Dans la nuit du 11 au 12 juillet cette fois, c’est à Château de Rezé, au sud de Nantes, que de jeunes délinquants ont fait des rodéos et des tirs de mortiers, vers minuit. La police – occupée avec l’évacuation d’une vingtaine de migrants érythréens installés sur le square Daviais, en ville –  est arrivée bien après la bataille, et a patrouillé dans des rues désertes. Il n’y a eu aucune interpellation.

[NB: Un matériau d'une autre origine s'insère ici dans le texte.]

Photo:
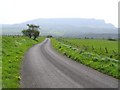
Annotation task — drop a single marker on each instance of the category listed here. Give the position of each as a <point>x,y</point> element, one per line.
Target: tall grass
<point>13,49</point>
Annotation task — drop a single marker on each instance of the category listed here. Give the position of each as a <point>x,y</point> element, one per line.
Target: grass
<point>96,61</point>
<point>13,50</point>
<point>99,46</point>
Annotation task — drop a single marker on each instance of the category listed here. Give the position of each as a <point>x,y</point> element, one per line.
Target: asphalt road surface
<point>44,68</point>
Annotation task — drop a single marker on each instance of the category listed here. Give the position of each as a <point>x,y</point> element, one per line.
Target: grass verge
<point>13,49</point>
<point>102,64</point>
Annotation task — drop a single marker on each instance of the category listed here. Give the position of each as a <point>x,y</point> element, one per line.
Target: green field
<point>97,46</point>
<point>81,50</point>
<point>13,50</point>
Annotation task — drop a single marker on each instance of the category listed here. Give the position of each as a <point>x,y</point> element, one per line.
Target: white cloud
<point>15,11</point>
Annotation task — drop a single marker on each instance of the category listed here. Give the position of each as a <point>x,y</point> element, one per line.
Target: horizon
<point>20,11</point>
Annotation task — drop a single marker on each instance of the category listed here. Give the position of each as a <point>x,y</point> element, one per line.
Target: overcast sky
<point>17,11</point>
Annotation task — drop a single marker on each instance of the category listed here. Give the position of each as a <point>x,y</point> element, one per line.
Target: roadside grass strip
<point>100,63</point>
<point>13,50</point>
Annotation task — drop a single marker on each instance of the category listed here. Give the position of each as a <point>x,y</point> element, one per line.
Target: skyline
<point>18,11</point>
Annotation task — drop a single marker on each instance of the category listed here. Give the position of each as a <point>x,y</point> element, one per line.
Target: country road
<point>43,67</point>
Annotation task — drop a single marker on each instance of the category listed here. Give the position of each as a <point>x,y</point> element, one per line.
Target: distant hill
<point>66,27</point>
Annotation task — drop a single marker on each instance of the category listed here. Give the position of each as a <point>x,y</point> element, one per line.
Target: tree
<point>31,31</point>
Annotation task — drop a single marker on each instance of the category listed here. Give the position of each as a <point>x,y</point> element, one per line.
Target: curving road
<point>44,68</point>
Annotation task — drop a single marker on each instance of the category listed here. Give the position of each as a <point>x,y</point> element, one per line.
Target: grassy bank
<point>13,50</point>
<point>100,62</point>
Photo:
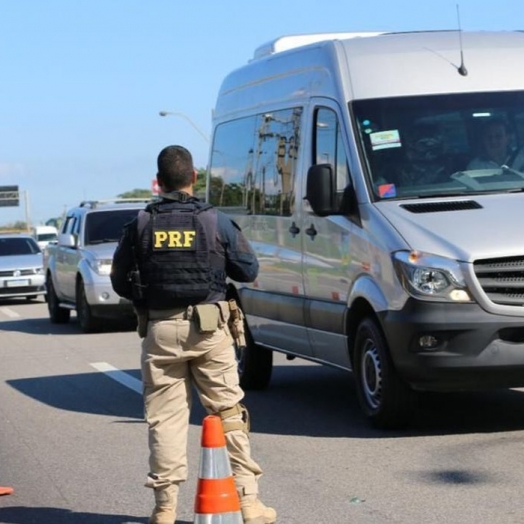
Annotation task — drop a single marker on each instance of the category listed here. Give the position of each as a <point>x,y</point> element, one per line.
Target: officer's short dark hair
<point>175,167</point>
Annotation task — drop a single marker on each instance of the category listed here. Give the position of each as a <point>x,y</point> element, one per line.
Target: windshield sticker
<point>387,190</point>
<point>385,139</point>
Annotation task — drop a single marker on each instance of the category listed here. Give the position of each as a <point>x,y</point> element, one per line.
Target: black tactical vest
<point>178,257</point>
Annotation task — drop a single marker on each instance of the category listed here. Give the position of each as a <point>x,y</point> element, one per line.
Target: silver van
<point>380,179</point>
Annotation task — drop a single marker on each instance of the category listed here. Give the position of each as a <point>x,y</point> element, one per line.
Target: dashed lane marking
<point>120,376</point>
<point>9,312</point>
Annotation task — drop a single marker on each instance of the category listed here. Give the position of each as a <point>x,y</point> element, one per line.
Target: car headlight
<point>430,277</point>
<point>100,266</point>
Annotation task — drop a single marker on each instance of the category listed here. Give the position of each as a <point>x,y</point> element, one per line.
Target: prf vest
<point>179,261</point>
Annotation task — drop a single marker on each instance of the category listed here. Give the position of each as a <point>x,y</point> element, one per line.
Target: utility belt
<point>207,317</point>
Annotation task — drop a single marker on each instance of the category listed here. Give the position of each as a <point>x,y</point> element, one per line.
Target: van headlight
<point>430,277</point>
<point>100,266</point>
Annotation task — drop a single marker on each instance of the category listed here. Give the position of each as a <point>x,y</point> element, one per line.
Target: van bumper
<point>474,349</point>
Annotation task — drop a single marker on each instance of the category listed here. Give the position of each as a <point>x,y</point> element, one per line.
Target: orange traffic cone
<point>217,499</point>
<point>4,490</point>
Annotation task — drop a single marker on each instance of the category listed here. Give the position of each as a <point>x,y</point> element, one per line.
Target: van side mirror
<point>320,189</point>
<point>67,240</point>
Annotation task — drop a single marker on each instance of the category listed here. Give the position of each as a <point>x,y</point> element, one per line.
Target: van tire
<point>255,364</point>
<point>57,314</point>
<point>386,400</point>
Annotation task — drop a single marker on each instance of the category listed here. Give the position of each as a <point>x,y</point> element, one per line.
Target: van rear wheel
<point>88,322</point>
<point>384,397</point>
<point>255,364</point>
<point>57,314</point>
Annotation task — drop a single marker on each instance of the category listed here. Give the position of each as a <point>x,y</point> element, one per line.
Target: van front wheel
<point>384,397</point>
<point>255,363</point>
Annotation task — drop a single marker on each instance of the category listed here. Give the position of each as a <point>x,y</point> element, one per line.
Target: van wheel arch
<point>385,398</point>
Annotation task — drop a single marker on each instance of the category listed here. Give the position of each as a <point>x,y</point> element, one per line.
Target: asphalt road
<point>73,443</point>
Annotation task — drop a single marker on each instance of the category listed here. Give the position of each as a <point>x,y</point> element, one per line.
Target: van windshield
<point>441,145</point>
<point>47,237</point>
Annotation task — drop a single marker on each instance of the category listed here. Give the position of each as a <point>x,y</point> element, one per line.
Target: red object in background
<point>154,187</point>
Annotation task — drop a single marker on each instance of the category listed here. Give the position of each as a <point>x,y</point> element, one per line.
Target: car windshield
<point>107,226</point>
<point>18,246</point>
<point>47,236</point>
<point>442,145</point>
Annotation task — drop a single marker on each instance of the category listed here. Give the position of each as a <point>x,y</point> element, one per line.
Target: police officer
<point>172,261</point>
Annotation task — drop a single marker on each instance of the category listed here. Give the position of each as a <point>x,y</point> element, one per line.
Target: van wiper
<point>102,241</point>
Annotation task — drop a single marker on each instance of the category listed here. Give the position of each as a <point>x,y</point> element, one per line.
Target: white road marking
<point>9,312</point>
<point>120,376</point>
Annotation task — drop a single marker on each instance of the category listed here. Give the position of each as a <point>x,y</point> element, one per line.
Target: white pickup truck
<point>77,266</point>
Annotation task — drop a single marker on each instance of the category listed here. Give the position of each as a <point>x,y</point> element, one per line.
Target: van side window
<point>329,147</point>
<point>253,164</point>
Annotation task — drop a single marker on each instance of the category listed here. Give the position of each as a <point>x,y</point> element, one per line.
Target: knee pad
<point>234,425</point>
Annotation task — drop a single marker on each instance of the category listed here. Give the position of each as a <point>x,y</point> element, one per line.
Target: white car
<point>21,267</point>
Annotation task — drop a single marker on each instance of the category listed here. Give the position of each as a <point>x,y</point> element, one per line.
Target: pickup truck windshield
<point>18,246</point>
<point>442,145</point>
<point>107,226</point>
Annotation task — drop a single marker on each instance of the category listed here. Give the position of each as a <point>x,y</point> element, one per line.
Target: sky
<point>82,82</point>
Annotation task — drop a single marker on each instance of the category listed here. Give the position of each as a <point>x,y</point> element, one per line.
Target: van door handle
<point>294,230</point>
<point>311,232</point>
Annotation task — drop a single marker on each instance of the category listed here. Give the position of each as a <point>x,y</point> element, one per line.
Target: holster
<point>236,324</point>
<point>142,321</point>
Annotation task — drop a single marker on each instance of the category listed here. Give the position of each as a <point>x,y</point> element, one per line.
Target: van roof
<point>291,70</point>
<point>283,43</point>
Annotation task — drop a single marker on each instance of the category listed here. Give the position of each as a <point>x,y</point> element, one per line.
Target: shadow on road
<point>317,401</point>
<point>92,393</point>
<point>43,326</point>
<point>41,515</point>
<point>302,400</point>
<point>25,515</point>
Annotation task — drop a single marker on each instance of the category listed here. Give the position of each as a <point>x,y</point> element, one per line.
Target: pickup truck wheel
<point>255,363</point>
<point>88,322</point>
<point>384,397</point>
<point>57,314</point>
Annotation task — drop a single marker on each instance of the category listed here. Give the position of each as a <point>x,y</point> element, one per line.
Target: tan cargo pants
<point>175,357</point>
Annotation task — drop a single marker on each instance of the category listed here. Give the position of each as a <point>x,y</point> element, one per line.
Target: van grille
<point>502,279</point>
<point>434,207</point>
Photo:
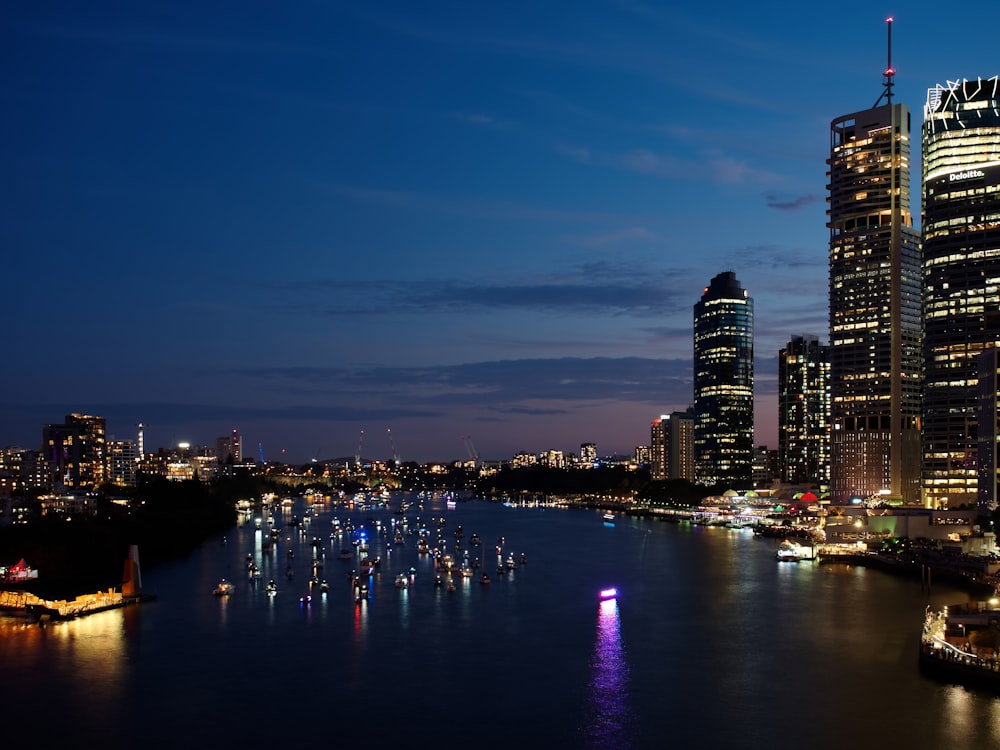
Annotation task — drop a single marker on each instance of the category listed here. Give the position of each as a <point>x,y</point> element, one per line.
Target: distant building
<point>122,463</point>
<point>643,455</point>
<point>522,459</point>
<point>765,466</point>
<point>723,383</point>
<point>229,449</point>
<point>672,446</point>
<point>875,362</point>
<point>21,470</point>
<point>961,280</point>
<point>554,459</point>
<point>804,411</point>
<point>74,452</point>
<point>988,430</point>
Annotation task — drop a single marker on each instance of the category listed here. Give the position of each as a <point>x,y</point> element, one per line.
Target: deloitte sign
<point>968,174</point>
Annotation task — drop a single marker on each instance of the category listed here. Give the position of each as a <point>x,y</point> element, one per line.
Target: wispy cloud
<point>788,202</point>
<point>601,287</point>
<point>714,166</point>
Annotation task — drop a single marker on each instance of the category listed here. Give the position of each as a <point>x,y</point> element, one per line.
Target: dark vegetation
<point>84,553</point>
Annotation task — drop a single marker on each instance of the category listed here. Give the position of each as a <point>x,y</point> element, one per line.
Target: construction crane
<point>470,447</point>
<point>392,444</point>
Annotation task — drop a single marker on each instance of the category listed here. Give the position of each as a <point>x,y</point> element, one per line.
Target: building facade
<point>804,411</point>
<point>672,446</point>
<point>723,383</point>
<point>122,463</point>
<point>875,337</point>
<point>961,269</point>
<point>229,449</point>
<point>74,452</point>
<point>988,430</point>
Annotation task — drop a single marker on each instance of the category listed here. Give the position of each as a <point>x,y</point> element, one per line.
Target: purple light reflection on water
<point>610,723</point>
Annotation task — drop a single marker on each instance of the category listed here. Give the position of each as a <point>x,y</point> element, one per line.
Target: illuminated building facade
<point>122,462</point>
<point>74,452</point>
<point>875,345</point>
<point>229,449</point>
<point>804,411</point>
<point>961,225</point>
<point>672,446</point>
<point>723,383</point>
<point>989,430</point>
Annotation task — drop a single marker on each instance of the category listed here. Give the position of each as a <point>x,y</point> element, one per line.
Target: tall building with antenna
<point>961,264</point>
<point>723,384</point>
<point>875,296</point>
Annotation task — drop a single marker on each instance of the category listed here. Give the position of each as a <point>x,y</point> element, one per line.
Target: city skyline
<point>438,221</point>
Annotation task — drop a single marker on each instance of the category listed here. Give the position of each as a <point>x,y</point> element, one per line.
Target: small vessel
<point>225,588</point>
<point>791,551</point>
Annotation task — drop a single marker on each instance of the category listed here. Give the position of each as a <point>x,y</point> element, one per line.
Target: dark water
<point>711,644</point>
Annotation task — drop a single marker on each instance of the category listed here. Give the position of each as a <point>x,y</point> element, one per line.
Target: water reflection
<point>609,724</point>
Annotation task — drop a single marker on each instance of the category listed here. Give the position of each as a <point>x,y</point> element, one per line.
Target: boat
<point>225,588</point>
<point>18,573</point>
<point>951,648</point>
<point>791,551</point>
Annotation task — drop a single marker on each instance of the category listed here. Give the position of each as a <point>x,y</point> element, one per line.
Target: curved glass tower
<point>723,383</point>
<point>961,269</point>
<point>875,362</point>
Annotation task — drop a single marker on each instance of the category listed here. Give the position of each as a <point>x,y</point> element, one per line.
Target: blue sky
<point>308,219</point>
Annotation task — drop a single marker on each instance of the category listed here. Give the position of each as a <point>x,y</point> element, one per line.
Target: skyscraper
<point>989,430</point>
<point>672,446</point>
<point>961,264</point>
<point>804,411</point>
<point>875,361</point>
<point>723,383</point>
<point>229,449</point>
<point>75,452</point>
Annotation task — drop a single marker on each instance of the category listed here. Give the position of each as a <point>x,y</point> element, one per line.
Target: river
<point>711,643</point>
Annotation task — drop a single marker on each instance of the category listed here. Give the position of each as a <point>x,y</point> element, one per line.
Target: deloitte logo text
<point>967,175</point>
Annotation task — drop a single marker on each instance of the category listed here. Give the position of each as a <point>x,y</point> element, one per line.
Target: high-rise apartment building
<point>121,463</point>
<point>229,449</point>
<point>961,268</point>
<point>804,411</point>
<point>723,383</point>
<point>672,446</point>
<point>875,360</point>
<point>74,452</point>
<point>989,430</point>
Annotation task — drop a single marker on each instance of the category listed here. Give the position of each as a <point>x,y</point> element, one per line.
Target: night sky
<point>308,219</point>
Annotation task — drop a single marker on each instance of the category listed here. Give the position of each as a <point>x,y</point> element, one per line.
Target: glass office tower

L’été n’empêche pas la poursuite des opérations de routine anti-drogue de la police nationale : le 10 juillet celle-ci investissait avec un chien formé à la détection des produits stupéfiants des parties communes d’immeubles à Malakoff ; aucun produit stupéfiant n’a été cette fois retrouvé.

A Rezé encore, le 9 juillet dernier, un agent immobilier, le propriétaire d’un bien à vendre et un acheteur potentiel ont été agressés par un squatteur, âgé de 28 ans et armé d’un couteau. Ce dernier a été interpellé par les forces de l’ordre et placé en garde à vue pour violences volontaires. Un type de fait divers qui augmente, allant de pair avec une problématique des squats qui s’aggrave à l’échelle de l’agglomération.